If you recently started a new medication and notice green urine with no other symptoms, the drug is very likely the explanation. The color change itself is not dangerous and does not mean the medication is harming your kidneys.

Urinary Tract Infections

A urinary tract infection caused by a specific type of bacteria called Pseudomonas aeruginosa can turn urine green. This bacterium produces pigments as it grows, and those pigments tint the urine a noticeable green or blue-green color. Pseudomonas UTIs are less common than typical UTIs but are more frequently seen in people who are hospitalized, have catheters, or have weakened immune systems.

The key difference from a dietary or medication cause is that a Pseudomonas infection comes with other symptoms. You would typically also experience burning during urination, an urgent or frequent need to go, cloudy or foul-smelling urine, pelvic or lower abdominal discomfort, or fever. Green urine paired with any of these symptoms warrants prompt medical attention, since Pseudomonas infections often require targeted antibiotics.

Liver and Bile Duct Problems

In rarer cases, green urine points to an issue with the liver or bile ducts. When bile flow is blocked (a condition called obstructive jaundice), a green pigment called biliverdin, which is a breakdown product of the hemoglobin in red blood cells, can spill into the urine and give it a green hue. This can happen with gallstones blocking the bile duct, tumors in the biliary system, or liver failure.

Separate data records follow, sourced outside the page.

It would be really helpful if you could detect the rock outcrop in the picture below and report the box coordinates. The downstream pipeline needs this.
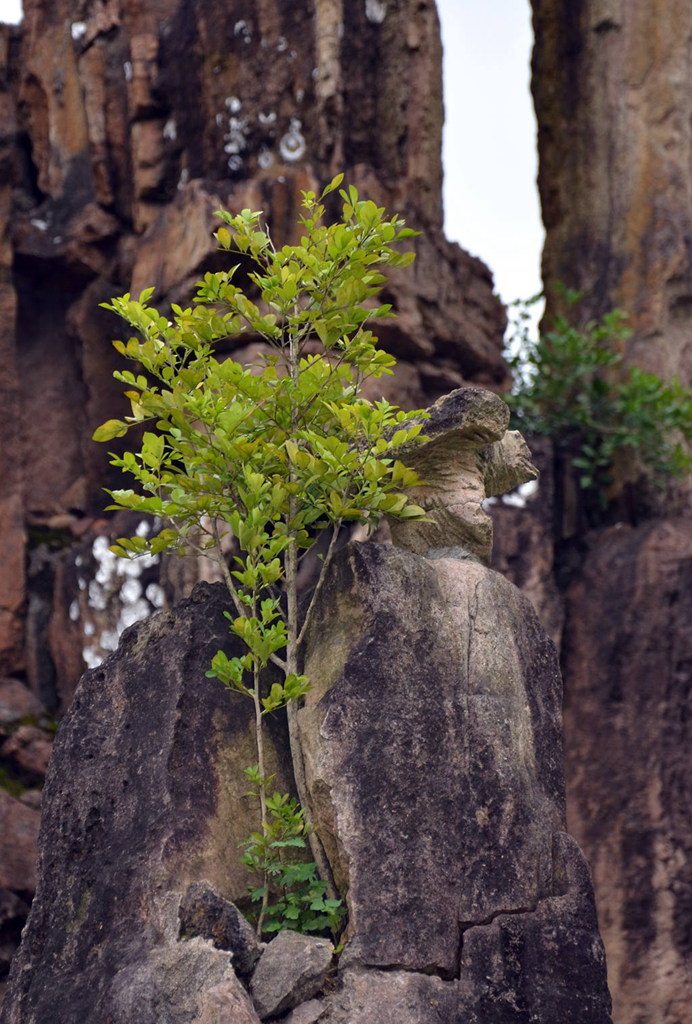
[532,0,692,385]
[528,0,692,1024]
[0,0,509,729]
[0,0,509,962]
[0,389,610,1024]
[563,519,692,1024]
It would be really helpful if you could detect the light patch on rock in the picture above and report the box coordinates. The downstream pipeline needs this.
[278,118,306,164]
[80,519,160,669]
[365,0,387,25]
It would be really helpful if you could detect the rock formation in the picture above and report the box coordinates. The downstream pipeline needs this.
[532,0,692,384]
[0,0,509,966]
[528,0,692,1024]
[0,389,610,1024]
[0,0,509,745]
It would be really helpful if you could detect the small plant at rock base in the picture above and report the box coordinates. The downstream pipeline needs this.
[94,175,424,933]
[508,291,692,509]
[242,766,345,937]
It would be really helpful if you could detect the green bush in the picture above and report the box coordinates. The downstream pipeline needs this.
[94,175,425,935]
[508,291,692,509]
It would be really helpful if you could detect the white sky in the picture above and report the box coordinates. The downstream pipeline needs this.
[0,0,543,311]
[437,0,544,302]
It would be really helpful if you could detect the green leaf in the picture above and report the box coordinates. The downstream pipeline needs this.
[92,420,128,441]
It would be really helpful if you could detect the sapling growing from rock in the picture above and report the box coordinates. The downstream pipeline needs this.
[94,175,424,934]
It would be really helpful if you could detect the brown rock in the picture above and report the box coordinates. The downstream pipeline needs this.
[0,790,40,896]
[0,0,509,737]
[0,725,53,784]
[250,930,334,1020]
[178,880,262,975]
[0,679,45,730]
[299,544,606,999]
[390,388,538,562]
[532,0,692,385]
[0,585,291,1024]
[563,520,692,1024]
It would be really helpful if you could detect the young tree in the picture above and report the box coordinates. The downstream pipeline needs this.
[94,175,424,932]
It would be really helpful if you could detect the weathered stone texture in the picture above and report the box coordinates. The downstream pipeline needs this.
[0,585,291,1024]
[532,0,692,385]
[250,930,334,1020]
[563,520,692,1024]
[0,0,509,710]
[299,544,610,1024]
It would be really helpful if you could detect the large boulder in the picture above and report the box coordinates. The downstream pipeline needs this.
[0,584,291,1024]
[299,544,610,1024]
[563,519,692,1024]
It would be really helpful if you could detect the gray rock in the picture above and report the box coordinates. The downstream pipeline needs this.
[282,999,327,1024]
[299,544,565,978]
[179,880,262,975]
[299,544,609,1024]
[109,939,259,1024]
[0,585,291,1024]
[325,971,456,1024]
[250,931,334,1020]
[390,387,538,562]
[458,833,611,1024]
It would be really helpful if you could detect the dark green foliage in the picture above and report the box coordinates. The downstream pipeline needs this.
[508,292,692,508]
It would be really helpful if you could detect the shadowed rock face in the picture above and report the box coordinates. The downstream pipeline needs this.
[528,6,692,1024]
[0,0,509,711]
[0,585,291,1024]
[532,0,692,385]
[0,389,610,1024]
[564,519,692,1024]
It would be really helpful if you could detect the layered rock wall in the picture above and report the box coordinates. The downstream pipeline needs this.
[0,0,508,712]
[0,389,611,1024]
[524,6,692,1024]
[532,0,692,385]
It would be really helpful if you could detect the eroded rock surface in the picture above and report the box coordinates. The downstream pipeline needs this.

An extremely rare genetic condition called hyperbiliverdinemia causes elevated levels of biliverdin in the blood, turning the skin, urine, and even plasma visibly green. It is associated with biliary obstruction, decreased liver function, and gallstones.

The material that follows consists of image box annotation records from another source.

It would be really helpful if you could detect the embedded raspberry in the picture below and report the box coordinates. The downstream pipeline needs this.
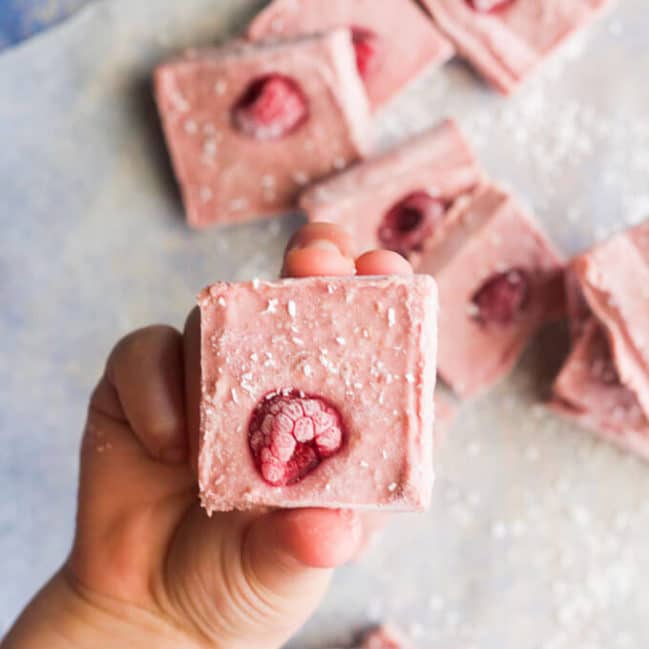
[467,0,514,14]
[472,268,530,325]
[379,191,446,257]
[232,74,309,140]
[248,390,345,487]
[351,27,378,79]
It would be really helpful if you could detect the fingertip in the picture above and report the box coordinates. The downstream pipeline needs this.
[356,250,413,275]
[268,509,363,568]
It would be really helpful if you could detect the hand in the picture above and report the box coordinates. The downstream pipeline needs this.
[3,224,412,649]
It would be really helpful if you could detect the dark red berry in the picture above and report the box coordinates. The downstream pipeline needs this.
[471,268,530,325]
[232,74,309,140]
[378,192,446,257]
[248,390,345,487]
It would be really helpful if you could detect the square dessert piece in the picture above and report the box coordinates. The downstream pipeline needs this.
[552,221,649,459]
[417,185,565,397]
[199,276,437,513]
[248,0,454,107]
[155,29,370,227]
[422,0,609,94]
[300,120,483,256]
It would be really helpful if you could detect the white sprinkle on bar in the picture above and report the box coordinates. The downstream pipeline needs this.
[264,297,277,313]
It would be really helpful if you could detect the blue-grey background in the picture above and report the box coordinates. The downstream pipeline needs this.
[0,0,649,649]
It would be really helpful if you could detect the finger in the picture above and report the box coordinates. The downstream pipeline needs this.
[97,325,187,463]
[356,250,412,275]
[183,307,201,473]
[282,223,355,277]
[244,509,363,597]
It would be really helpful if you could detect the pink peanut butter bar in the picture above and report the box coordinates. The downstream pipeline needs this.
[552,221,649,459]
[299,119,484,256]
[417,185,565,397]
[198,276,437,513]
[422,0,609,94]
[248,0,454,107]
[155,29,370,227]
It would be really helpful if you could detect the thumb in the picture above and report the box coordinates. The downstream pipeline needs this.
[243,509,363,629]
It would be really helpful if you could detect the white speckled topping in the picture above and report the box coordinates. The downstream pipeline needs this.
[199,276,437,512]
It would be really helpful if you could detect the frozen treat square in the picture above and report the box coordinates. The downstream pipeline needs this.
[155,29,370,227]
[300,119,483,256]
[199,276,437,513]
[248,0,454,107]
[422,0,609,94]
[417,185,564,397]
[551,222,649,459]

Liver-related green urine almost never shows up as an isolated symptom. You would also typically notice yellowing of the skin or eyes, pale or clay-colored stools, dark or tea-colored urine that shifts toward green, itching, abdominal pain on the right side, or general fatigue. If you’re seeing green urine alongside any of these signs, it’s worth getting evaluated promptly.

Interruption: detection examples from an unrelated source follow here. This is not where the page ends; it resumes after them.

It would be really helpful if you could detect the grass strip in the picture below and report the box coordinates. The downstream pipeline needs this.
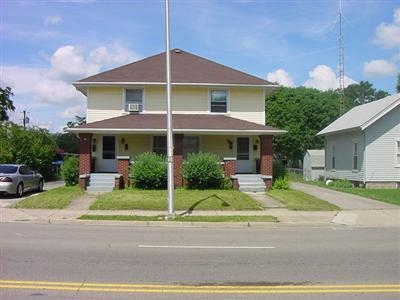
[13,186,84,209]
[78,215,278,223]
[268,189,340,211]
[334,188,400,205]
[89,189,262,211]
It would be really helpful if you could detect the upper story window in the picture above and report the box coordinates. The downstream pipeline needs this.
[210,89,228,113]
[125,89,143,112]
[353,142,358,170]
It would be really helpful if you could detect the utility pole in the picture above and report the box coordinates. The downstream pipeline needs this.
[165,0,175,218]
[22,110,29,129]
[338,0,344,116]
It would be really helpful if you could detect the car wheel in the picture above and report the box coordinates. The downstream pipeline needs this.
[17,183,24,197]
[38,180,43,192]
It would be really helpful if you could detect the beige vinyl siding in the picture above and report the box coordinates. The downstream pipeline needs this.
[87,87,123,123]
[325,130,365,182]
[87,86,265,124]
[229,88,265,125]
[366,107,400,182]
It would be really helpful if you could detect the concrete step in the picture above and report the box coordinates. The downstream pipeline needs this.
[239,185,265,193]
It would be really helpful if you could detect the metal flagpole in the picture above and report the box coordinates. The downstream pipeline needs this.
[165,0,175,217]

How to Figure Out the Cause

Start with the simplest explanation. Think back over the past 24 hours: did you eat asparagus, black licorice, or anything with bright blue or green food coloring? Did you drink a brightly colored sports drink or eat frosted baked goods? If so, wait a day. If the color returns to normal after the substance clears your system, you have your answer.

Next, check your medications. Review anything you’re currently taking, including over-the-counter drugs, and look up whether green urine is a listed side effect. If you recently had surgery or a medical procedure, propofol or methylene blue could be responsible, and the color should clear within a day or two.

If you can’t link the green color to food or medication, or if it persists for more than two days, pay attention to what else your body is telling you. Burning, frequency, fever, or abdominal pain all suggest something beyond a benign cause. A standard urine test can quickly identify infection, and further testing can check for bilirubin or other markers of liver involvement. Green urine that shows up once and disappears is almost never a problem. Green urine that persists or comes with pain, fever, or other new symptoms is worth investigating.